Today's mystery guest is Meg Leder, a diehard bibliophile and Brooklynite with a marked distaste for all things Tom Hanks. Like a modern-day Samuel Pepys, her blog is an inspired, often amusing take on both the mundane and the profound. She is equal parts cynic and idealist, and her erudition doesn't get in the way of her being deliciously TV-and-pop-culture obsessed. Today, she offers up a list of which adaptations should never be (or never have been) made. In other words, she'll just say "Hanks, but no Hanks," to the following:
Literary Adaptations I Never Want to See and/or See Made
100 Years of Solitude: It’s a sprawling, beautiful insane book, and to squeeze that into two hours of film would be a mistake. See, for example, the disastrous adaptation of Isabelle Allende’s House of the Spirits. They combined two amazing great Latin American women characters into the singular non-Latin American Wynona Ryder. Enough said.
A Prayer for Owen Meany: Half of the beauty of this book comes from Irving’s INSANE USE OF CAPITAL LETTERS ANY TIME OWEN TALKS. Owen is a nutty and wonderful character, and for anyone to cast him would be a mistake. What if they picked someone annoying? What if they picked someone not quirky?
Feast of Love and anything else by Charles Baxter: Yes, The Feast of Love is out now. And I’m sure it’s lovely. And I’m happy Mr. Charles Baxter is making some money from this. But. I don’t want to see anything on the screen that’s been adapted from the works of my favorite writer. His words are beautiful! How do you embody something like, “Her clocks ached” on the screen? Answer: You don’t. You’d lose all the beauty that is his writing.
Cormac McCarthy’s The Road: This book put me in an existential funk for weeks. What could be more depressing, desolate, and heartbreaking than this grim, grim book? Um, seeing it on the screen. No thank you.
Literary Adaptations That Should Have Never Been Made
Demi Moore’s The Scarlet Letter: Hester Prynne getting rescued by Native Americans? What?
House of the Spirits: A travesty. Such an f’ing disaster for anyone who loved this book.
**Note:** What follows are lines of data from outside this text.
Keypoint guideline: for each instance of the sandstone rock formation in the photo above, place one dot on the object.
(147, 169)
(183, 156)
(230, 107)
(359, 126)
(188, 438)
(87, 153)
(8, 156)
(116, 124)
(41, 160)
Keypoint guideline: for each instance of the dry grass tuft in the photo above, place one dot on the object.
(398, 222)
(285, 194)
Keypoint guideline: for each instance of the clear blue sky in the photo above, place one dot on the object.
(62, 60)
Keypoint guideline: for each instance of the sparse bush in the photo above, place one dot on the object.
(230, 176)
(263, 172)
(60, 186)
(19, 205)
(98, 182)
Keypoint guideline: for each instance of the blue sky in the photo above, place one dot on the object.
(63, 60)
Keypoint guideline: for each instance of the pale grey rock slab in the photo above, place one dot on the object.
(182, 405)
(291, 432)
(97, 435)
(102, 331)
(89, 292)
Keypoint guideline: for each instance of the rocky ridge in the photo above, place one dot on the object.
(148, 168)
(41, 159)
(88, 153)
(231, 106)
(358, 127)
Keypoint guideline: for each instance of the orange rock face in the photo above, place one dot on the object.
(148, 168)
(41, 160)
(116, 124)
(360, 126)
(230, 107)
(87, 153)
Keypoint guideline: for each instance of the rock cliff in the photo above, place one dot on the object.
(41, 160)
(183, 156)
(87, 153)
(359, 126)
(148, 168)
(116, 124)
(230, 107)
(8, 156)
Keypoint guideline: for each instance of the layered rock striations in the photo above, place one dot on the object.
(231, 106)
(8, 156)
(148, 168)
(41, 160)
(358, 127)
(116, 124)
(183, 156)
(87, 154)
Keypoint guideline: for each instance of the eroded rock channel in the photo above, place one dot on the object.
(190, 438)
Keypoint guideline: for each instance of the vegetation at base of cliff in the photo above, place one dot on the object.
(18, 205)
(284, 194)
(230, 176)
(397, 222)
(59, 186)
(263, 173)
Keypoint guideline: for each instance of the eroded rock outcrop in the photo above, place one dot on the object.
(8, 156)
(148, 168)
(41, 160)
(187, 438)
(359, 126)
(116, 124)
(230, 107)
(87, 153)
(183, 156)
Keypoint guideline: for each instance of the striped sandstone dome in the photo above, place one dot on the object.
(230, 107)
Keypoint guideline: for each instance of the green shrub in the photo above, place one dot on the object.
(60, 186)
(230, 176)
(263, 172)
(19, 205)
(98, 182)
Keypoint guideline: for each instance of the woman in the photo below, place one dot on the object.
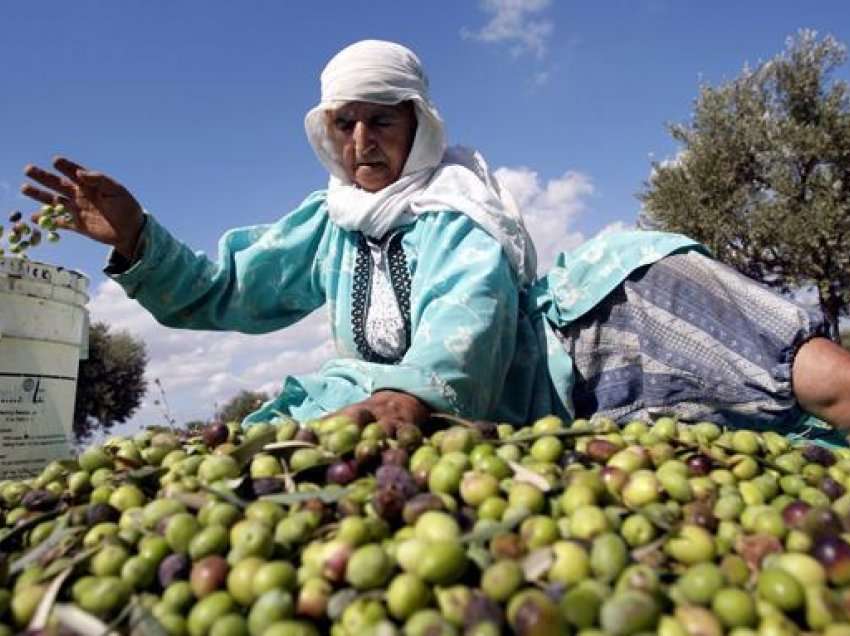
(428, 274)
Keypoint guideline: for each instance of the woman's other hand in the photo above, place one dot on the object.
(390, 408)
(100, 207)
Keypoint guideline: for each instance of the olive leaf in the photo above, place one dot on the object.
(330, 494)
(80, 622)
(42, 612)
(25, 526)
(35, 554)
(229, 497)
(490, 530)
(524, 475)
(285, 445)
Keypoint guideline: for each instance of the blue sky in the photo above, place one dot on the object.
(197, 107)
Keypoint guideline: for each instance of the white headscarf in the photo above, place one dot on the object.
(434, 178)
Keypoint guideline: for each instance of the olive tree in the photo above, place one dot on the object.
(111, 382)
(762, 176)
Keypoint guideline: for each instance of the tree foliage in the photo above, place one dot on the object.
(240, 405)
(111, 382)
(763, 174)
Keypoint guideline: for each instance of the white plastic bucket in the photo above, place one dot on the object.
(43, 336)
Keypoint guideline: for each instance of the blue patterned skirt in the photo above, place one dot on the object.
(692, 337)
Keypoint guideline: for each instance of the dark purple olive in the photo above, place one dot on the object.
(699, 464)
(316, 505)
(216, 434)
(614, 478)
(39, 500)
(488, 430)
(507, 546)
(481, 609)
(821, 521)
(794, 513)
(398, 478)
(335, 560)
(394, 457)
(818, 455)
(834, 554)
(421, 478)
(601, 450)
(342, 472)
(208, 575)
(569, 457)
(389, 503)
(388, 428)
(408, 436)
(700, 513)
(306, 435)
(102, 513)
(174, 567)
(831, 488)
(367, 454)
(266, 486)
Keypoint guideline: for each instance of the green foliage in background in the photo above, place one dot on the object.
(763, 174)
(111, 382)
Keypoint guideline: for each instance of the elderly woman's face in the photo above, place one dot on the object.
(372, 140)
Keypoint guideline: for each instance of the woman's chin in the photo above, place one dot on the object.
(372, 180)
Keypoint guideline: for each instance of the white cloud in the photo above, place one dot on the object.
(515, 22)
(199, 368)
(549, 209)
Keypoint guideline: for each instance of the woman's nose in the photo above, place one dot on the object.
(363, 136)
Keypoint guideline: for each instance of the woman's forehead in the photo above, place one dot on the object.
(360, 109)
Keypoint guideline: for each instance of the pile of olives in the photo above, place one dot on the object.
(476, 528)
(21, 236)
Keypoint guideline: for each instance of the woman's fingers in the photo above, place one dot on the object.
(42, 196)
(67, 167)
(49, 180)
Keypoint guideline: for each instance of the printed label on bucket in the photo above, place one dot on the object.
(31, 433)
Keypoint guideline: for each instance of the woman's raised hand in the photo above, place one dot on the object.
(100, 207)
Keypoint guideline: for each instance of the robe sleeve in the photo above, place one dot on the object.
(266, 277)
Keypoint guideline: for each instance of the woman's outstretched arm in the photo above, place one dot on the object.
(821, 381)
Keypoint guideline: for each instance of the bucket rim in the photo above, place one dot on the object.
(48, 273)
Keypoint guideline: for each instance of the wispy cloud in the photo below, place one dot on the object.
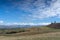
(40, 9)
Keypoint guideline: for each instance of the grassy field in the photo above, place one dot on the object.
(46, 36)
(34, 33)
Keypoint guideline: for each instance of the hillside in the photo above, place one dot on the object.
(54, 25)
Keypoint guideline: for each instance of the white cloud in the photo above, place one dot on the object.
(1, 22)
(40, 9)
(27, 23)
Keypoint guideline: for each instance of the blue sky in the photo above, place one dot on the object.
(29, 11)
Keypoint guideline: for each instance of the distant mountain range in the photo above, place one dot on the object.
(19, 26)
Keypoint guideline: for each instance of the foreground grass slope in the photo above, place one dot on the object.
(34, 33)
(46, 36)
Daniel Day Lewis’s Last of the Mohicans: So, when I saw this movie, I didn’t mind it. It was sprawling, full of hot men, had sweeping romance and adventure… all the things a gullible teenage viewer like me loved at the time. Then, in grad school, I read the book. Where was hot, sweaty Daniel Day Lewis’s character? Where was the passionate embracing under a waterfall? What happened? All I got was Natty Bumpo, one of the most un-romantic, stupidly named characters ever. And while I didn’t like the book, I was angry at the movie for putting these stupid misperceptions in my head, thus ruining my experience of reading one of America’s classic pieces of literature.